Forensic Investigation with Graphify

Using clawft-graphify for evidence analysis, gap detection, coherence scoring, and cold case investigation.

This guide covers the forensic investigation domain of clawft-graphify: building knowledge graphs from investigative documents, detecting structural gaps in evidence, scoring case coherence, and predicting the impact of new leads.

Overview

Traditional case management stores evidence as flat files and text documents. Graphify transforms this material into a structured knowledge graph where entities (persons, events, evidence, locations) are connected by typed relationships (witnessed_by, contradicts, corroborates, precedes). This structure enables automated analysis that surfaces gaps, contradictions, and missing connections that would be difficult to spot manually.

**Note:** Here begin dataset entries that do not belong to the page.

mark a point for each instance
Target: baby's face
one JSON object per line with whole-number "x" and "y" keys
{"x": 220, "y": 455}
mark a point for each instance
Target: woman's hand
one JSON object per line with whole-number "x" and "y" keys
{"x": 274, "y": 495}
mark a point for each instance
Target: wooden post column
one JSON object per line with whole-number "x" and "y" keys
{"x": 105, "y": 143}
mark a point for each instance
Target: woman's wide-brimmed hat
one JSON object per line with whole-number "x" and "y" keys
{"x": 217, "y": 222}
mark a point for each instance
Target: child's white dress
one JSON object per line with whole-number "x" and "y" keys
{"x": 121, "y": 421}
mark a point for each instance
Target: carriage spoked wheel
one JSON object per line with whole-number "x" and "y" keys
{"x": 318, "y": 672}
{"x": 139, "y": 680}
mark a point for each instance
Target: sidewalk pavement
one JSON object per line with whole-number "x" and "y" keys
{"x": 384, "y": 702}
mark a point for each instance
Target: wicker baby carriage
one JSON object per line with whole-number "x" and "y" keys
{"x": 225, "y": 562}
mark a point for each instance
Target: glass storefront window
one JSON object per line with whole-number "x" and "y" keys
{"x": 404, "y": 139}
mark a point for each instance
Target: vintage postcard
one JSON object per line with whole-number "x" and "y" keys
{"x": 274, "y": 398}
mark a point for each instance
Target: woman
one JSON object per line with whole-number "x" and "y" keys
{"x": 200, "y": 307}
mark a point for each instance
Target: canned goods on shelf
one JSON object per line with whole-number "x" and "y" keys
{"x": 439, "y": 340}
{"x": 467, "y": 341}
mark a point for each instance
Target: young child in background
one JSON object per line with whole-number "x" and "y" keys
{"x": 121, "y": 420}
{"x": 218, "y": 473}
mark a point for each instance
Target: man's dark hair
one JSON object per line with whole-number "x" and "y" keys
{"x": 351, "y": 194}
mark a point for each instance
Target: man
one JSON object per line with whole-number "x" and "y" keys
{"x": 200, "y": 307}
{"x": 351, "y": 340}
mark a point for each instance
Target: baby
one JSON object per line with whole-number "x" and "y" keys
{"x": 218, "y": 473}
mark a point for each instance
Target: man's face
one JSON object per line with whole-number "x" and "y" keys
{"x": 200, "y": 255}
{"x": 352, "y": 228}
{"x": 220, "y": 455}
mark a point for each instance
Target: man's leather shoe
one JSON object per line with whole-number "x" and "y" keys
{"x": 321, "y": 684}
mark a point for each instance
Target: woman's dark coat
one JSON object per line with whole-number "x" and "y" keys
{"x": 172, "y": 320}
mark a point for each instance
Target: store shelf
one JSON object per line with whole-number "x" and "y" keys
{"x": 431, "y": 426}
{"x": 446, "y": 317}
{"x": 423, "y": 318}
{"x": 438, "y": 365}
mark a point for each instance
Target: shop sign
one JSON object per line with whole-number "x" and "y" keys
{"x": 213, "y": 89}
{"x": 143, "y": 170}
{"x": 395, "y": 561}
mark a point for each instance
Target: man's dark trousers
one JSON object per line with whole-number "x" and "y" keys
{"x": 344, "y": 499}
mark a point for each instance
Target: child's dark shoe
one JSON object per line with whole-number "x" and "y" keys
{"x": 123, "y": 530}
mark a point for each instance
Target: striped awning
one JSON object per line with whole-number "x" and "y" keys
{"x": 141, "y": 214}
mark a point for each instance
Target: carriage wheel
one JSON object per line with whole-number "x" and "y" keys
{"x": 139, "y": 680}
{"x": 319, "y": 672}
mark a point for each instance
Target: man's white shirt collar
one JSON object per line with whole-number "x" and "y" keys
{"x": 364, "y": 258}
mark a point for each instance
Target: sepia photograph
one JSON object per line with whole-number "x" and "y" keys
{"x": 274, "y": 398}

The forensic domain is enabled with the forensic-domain feature flag:

[dependencies]
clawft-graphify = { version = "0.5", features = ["forensic-domain"] }

Forensic Entity Types

The forensic domain defines 12 entity types (plus shared File and Concept). Each entity carries a deterministic BLAKE3 ID, a label, source file reference, and arbitrary JSON metadata.

Person

Individuals relevant to the investigation: suspects, witnesses, victims, officers, experts.

Entity: "Jane Smith"
Type: Person
Source: witness_statement_003.md
Metadata: { "role": "witness", "dob": "1985-03-12" }

Event

Incidents, occurrences, or actions with temporal significance.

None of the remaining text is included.